Chapter 2 RAP

2.1 Why make our work reproducible?

Producing official statistics can be time-consuming and painstaking as we need to make sure that our outputs are both accurate and timely. Reproducible analysis is about opening up the production process so that anybody can follow the steps we took and understand how we got to the results that we publish. By making our analysis reproducible, we make it easier for others to quality assure, assess and critique. It is easier to re-use our methods and results, and for colleagues to test and validate what we have done.

In a reproducible workflow, we bring together the code and the data that we used to generate our results. This lets us be fully open about the decisions we made as we generated our outputs so that other analysts can follow what we did and re-create them. Reproducible analysis supports the requirements of the Code of Practice for Statistics around quality assurance and transparency, as, wherever possible, we share the code we used to build the outputs, along with enough data to allow for proper testing.

2.2 What is a reproducible analytical pipeline?

Across government we aim to create effective and efficient analytical workflows which are repeatable over time and follow the principles of reproducible analysis. We call these Reproducible Analytical Pipelines (RAP).

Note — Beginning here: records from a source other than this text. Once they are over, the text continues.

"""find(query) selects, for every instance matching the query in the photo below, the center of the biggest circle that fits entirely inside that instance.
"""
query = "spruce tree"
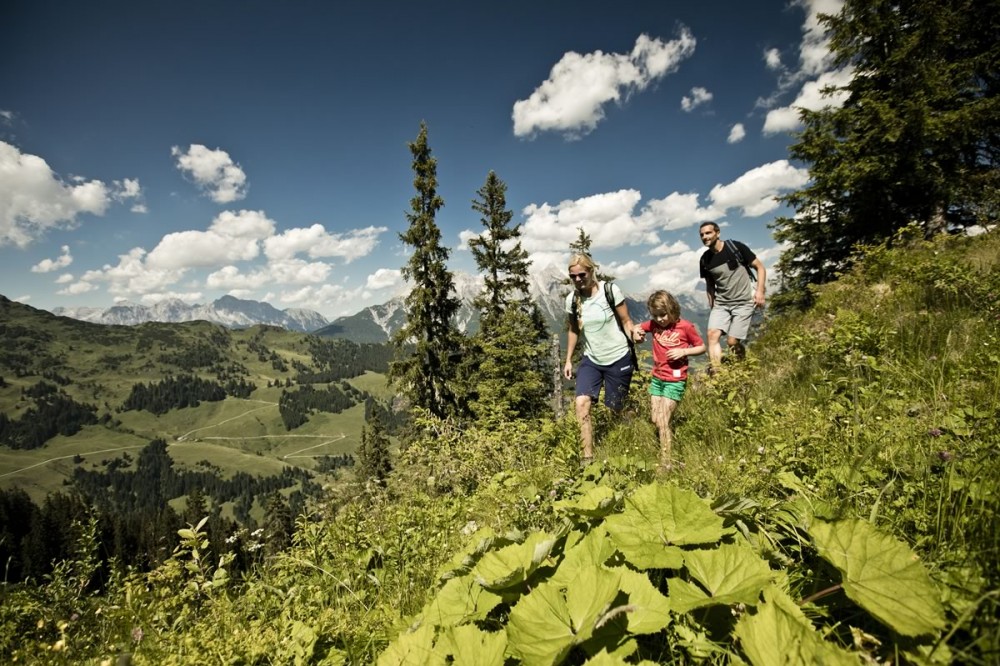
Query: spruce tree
(507, 366)
(374, 460)
(916, 141)
(428, 346)
(498, 254)
(279, 525)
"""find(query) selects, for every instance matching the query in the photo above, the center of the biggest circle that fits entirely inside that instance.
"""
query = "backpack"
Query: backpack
(739, 258)
(621, 327)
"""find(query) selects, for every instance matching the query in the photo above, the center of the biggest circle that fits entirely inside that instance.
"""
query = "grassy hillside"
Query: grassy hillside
(836, 503)
(98, 365)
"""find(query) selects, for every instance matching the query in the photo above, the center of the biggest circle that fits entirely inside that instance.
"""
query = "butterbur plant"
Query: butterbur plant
(630, 579)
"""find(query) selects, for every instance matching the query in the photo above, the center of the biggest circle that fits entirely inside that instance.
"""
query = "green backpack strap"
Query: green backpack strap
(621, 327)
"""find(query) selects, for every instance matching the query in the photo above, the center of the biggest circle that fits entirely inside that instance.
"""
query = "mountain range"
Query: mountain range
(375, 323)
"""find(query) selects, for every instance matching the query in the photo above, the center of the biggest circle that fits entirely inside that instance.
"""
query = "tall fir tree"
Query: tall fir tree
(917, 139)
(279, 524)
(429, 346)
(507, 367)
(374, 459)
(502, 261)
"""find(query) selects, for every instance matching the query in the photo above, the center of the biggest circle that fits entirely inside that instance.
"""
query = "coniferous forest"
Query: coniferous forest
(834, 501)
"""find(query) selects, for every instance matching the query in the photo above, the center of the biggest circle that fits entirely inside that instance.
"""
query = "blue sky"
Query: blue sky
(191, 149)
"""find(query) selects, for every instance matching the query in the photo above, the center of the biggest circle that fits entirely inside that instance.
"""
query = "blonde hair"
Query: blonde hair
(663, 303)
(581, 259)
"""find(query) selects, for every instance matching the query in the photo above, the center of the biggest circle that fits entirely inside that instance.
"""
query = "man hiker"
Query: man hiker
(730, 269)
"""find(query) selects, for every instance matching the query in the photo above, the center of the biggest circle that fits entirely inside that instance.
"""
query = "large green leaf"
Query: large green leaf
(482, 540)
(598, 502)
(546, 623)
(414, 648)
(776, 633)
(602, 658)
(589, 596)
(657, 520)
(460, 600)
(731, 574)
(593, 549)
(540, 630)
(648, 610)
(469, 644)
(881, 574)
(511, 565)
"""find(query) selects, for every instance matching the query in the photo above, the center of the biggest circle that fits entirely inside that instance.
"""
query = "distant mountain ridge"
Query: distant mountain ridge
(229, 311)
(378, 323)
(375, 323)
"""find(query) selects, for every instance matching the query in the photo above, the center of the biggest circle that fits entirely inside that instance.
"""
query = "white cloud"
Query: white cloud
(129, 189)
(676, 211)
(772, 58)
(49, 265)
(677, 273)
(335, 299)
(233, 236)
(811, 97)
(131, 276)
(813, 73)
(754, 192)
(77, 288)
(213, 171)
(316, 242)
(665, 250)
(573, 98)
(606, 218)
(697, 97)
(297, 271)
(385, 278)
(622, 271)
(231, 279)
(33, 199)
(814, 52)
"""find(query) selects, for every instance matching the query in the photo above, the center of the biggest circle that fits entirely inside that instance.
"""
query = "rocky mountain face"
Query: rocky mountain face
(228, 311)
(376, 323)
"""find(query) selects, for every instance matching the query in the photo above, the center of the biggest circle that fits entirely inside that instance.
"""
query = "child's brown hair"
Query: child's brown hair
(663, 303)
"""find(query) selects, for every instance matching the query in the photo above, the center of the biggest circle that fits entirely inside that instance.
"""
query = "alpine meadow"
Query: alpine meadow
(188, 493)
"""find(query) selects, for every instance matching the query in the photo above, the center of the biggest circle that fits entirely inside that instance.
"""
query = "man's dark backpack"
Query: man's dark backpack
(621, 327)
(739, 258)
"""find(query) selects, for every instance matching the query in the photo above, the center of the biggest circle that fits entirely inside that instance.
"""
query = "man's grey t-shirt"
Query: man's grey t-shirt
(733, 285)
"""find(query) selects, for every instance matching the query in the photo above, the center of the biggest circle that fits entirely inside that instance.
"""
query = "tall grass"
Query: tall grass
(882, 402)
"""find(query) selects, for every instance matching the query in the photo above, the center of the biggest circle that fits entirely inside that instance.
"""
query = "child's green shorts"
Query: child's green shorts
(672, 390)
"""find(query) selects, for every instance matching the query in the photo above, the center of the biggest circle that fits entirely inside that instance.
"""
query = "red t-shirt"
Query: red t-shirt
(679, 334)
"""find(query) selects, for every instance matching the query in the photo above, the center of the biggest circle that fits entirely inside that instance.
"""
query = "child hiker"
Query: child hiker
(674, 339)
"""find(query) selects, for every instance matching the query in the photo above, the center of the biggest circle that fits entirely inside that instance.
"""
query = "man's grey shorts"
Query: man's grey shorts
(733, 320)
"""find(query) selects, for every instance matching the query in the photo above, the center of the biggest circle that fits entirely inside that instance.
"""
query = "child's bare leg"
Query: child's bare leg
(662, 408)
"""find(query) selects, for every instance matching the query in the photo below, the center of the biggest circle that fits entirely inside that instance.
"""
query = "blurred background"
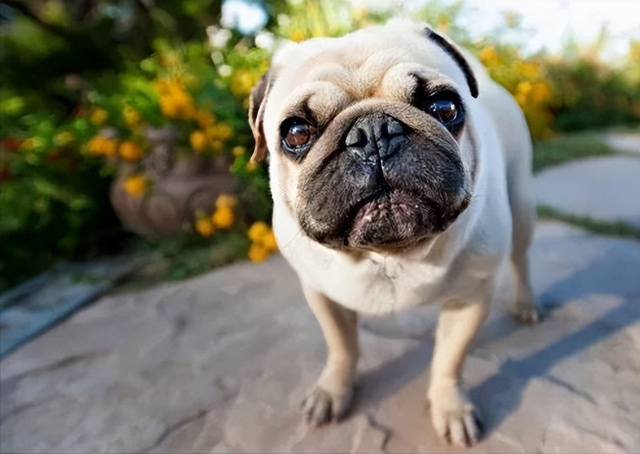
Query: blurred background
(123, 122)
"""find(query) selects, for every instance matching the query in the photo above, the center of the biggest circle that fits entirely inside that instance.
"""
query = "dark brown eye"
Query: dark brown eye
(444, 111)
(298, 135)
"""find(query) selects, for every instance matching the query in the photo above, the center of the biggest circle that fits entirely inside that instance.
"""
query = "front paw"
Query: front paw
(454, 417)
(323, 406)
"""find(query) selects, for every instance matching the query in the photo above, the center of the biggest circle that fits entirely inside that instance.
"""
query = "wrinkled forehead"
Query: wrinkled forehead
(365, 63)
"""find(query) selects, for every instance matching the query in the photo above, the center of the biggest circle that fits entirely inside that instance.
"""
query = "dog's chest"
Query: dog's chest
(374, 286)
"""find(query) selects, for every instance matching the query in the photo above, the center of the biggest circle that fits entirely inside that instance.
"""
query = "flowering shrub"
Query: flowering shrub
(85, 113)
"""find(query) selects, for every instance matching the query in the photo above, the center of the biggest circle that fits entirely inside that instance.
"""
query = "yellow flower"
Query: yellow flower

Reproducible analysis is quite a new idea for government. Many analysts still use proprietary (paid-for) analytical tools like SAS or SPSS in combination with programs like Excel, Word or Acrobat to create statistical products. The processes for creating statistics this way are usually manual or semi-manual. Colleagues typically repeat parts of the process manually to quality assure the outputs.

This way of working is time consuming and can be frustrating because the manual steps can be quite hard to replicate quickly. Work flows are also prone to error, because the input data and the outputs are not connected directly, only through the analyst’s manual intervention.

More recently, the tools and techniques available to analysts have evolved. Open-source tools like Python and R, coupled with the use of version control and software management platforms like Git, used widely in software engineering to make it easier to collaborate, have made it possible to develop more automatic, streamlined processes, accompanied by a full audit trail.

RAP was first piloted in the Government Statistical Service in 2017 by analysts in the Department for Digital, Culture, Media & Sport (DCMS) and the Department for Education (DfE). They collaborated with data scientists from the Government Digital Service (GDS) to automate the production of statistical bulletins.

To support the adoption of RAP across government, there is a network of RAP champions. Champions are responsible for promoting reproducible analysis and the use of reproducible analytical pipelines and supporting others who want to develop RAP in their own teams.